The second stand-out was the dawn of country music. I wrote about Vernon Dalhart and Ernest V. Stoneman in the 1925 entry, but the big, earth-shattering event occurred in Bristol, Tennessee, between July 25 and August 5, 1927. That’s when Ralph Peer took recording out of the New York City studios and went out to record some “hillbilly” acts for Victor Records. In the same session, he managed to record both the Carter Family and Jimmie Rodgers.
The Carters were huge throughout the 20’s and 30’s with hits like Keep On the Sunny Side, Wabash Cannonball, Worried Man Blues and Can the Circle Be Unbroken (By and By). Their biggest made the top 40 in 1928. Wildwood Flower perfectly displays the guitar picking style of Maybelle Carter that combined rhythm and melody. Known as the “Carter scratch,” it turned the guitar into a lead instrument.
Jimmie Rodgers was among the first performers to write his own songs. He developed a yodeling style that combined folk and 12-bar blues that he turned into a series of 13 Blue Yodels. His first, Blue Yodel No. 1 (T for Texas), was such a massive hit that he became an overnight sensation. He wound up in movies and recorded Blue Yodel No. 9 (Standin’ On the Corner) with Louis Armstrong on trumpet and Lil Hardin Armstrong on piano.
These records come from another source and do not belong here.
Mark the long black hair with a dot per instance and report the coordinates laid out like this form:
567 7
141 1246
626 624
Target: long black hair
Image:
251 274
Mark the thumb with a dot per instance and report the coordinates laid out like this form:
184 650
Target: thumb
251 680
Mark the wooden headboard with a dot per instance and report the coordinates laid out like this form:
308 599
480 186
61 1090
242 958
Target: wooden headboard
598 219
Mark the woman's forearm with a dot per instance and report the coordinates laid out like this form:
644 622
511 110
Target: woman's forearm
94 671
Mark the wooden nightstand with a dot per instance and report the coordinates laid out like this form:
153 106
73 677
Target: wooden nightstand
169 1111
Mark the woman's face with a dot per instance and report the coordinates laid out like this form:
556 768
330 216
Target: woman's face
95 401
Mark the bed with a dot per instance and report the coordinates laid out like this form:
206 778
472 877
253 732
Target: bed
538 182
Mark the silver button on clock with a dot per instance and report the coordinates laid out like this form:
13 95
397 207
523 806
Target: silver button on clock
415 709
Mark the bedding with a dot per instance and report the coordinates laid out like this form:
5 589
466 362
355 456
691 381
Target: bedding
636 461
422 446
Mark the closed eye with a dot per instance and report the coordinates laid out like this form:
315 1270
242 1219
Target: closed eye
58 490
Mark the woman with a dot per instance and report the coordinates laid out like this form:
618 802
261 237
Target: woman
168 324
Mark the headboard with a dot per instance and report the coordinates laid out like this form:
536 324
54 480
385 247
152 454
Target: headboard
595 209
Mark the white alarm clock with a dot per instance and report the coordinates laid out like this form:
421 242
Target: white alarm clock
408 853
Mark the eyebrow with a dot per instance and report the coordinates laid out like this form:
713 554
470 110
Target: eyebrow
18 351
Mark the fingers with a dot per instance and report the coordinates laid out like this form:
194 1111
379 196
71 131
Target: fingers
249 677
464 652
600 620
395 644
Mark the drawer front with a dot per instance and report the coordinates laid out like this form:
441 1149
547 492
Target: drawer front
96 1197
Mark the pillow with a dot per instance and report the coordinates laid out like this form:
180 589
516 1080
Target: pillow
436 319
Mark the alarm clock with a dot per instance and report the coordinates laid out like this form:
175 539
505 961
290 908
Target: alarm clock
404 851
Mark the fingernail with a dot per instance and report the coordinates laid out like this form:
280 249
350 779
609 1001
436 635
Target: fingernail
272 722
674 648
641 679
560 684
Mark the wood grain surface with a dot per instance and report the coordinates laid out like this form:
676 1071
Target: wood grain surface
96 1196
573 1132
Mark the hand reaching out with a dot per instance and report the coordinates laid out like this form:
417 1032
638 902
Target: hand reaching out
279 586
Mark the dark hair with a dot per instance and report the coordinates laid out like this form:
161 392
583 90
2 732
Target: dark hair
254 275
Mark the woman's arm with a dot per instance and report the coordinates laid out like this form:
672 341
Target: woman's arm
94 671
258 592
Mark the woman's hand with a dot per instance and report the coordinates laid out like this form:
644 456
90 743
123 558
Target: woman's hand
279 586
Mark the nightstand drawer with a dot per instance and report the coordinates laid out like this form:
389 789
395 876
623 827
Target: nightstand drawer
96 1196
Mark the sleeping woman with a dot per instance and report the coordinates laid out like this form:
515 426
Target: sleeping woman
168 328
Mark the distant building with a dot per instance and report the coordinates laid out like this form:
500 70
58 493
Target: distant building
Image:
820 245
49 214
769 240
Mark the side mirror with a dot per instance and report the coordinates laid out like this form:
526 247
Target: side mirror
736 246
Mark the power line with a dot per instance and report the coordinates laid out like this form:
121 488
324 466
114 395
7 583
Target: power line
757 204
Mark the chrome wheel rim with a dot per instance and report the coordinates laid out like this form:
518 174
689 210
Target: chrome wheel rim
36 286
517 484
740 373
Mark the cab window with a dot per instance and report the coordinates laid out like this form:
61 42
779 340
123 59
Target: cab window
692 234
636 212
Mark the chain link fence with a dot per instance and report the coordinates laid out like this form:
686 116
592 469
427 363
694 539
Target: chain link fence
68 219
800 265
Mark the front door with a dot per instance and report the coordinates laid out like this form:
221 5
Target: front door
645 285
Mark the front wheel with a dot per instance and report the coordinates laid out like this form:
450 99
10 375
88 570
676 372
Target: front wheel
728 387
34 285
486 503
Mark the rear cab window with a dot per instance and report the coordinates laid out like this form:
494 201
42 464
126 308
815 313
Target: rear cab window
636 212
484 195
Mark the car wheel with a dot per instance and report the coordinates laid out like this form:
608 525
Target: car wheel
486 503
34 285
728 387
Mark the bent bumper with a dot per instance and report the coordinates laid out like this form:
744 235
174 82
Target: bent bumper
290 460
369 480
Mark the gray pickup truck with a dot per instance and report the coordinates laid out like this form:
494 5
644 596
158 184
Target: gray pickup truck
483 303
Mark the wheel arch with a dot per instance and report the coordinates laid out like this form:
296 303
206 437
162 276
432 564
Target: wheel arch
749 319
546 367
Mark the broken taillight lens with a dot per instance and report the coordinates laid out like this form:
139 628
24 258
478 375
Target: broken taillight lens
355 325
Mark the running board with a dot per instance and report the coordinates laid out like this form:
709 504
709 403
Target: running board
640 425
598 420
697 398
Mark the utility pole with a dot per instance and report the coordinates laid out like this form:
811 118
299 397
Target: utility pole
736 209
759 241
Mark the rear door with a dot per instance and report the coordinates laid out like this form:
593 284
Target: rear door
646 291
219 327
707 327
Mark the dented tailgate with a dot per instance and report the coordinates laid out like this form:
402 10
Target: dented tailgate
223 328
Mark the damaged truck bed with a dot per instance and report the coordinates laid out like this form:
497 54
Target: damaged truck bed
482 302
Sadly, Rodgers was diagnosed with tuberculosis in 1924, and he died in 1933 at age 35.
The last thing of note isn’t very obvious from listening to the records of the 1920’s, but it’s another beginning to something big. In 1928, the biggest recording artist in the history of ever had his first hit as a singer for Paul Whiteman’s band. Bing Crosby hit #1 with a jazzy version of Ol’ Man River.